Reputation: 1571
I've installed pyspark, but have not installed any hadoop or spark version seperatly.
Apparently under Windows pyspark needs access to the winutils.exe for Hadoop for some things (e.g. writing files to disk). When pyspark wants to access the winutilis.exe it looks for it in the bin directory of the folder specified by the HADOOP_HOME environment variable (user variable). Therefore I copied the winutils.exe into the bin directory of pyspark (.\site-packages\pyspark\bin
) and specified HADOOP_HOME as .\site-packages\pyspark\
. This solved the problem of getting the error message: Failed to locate the winutils binary in the hadoop binary path
.
However, when I start a Spark session using pyspark I still get the following warning:
WARN NativeCodeLoader: Unable to load native-hadoop library for your platform... using builtin-java classes where applicable
Using Spark's default log4j profile: org/apache/spark/log4j-defaults.properties
Installing Hadoop and then specifying its installation directory for HADDOP_HOME did prevent the warning.
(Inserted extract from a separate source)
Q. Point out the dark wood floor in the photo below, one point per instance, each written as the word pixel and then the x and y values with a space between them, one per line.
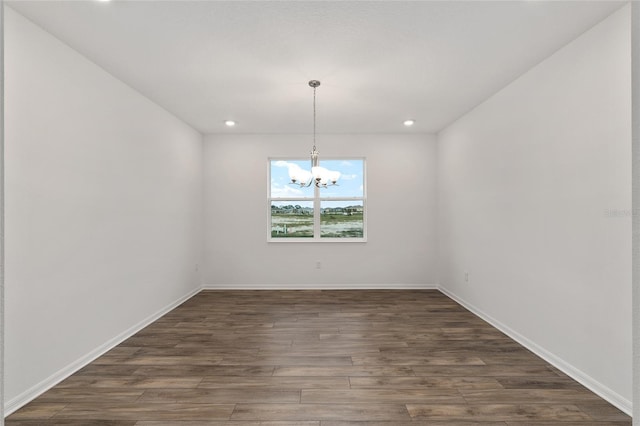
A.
pixel 323 358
Has a specific hadoop version to be installed to make pyspark work without restrictions?
Upvotes: 2
Views: 2975
Reputation: 1253
Hadoop installation is not mandatory.
Spark is distributed computing engine only.
Spark offers only computation & it doesn't have any storage. But Spark is integrated with huge variety of storage systems like HDFS, Cassandra, HBase, Mongo DB, Local file system etc....
Spark is designed to run on top of variety of resource management platforms like Spark, Mesos, YARN, Local, Kubernetes etc....
PySpark is Python API on top of Spark to develop Spark applications in Python. So Hadoop installation is not mandatory.
Note: Hadoop Installation is only required either to run Pyspark application on top of YARN or to access input/output of Pyspark application from/to HDFS/Hive/HBase or Both.
About the warning you posted is normal one. So ignore it.
Upvotes: 4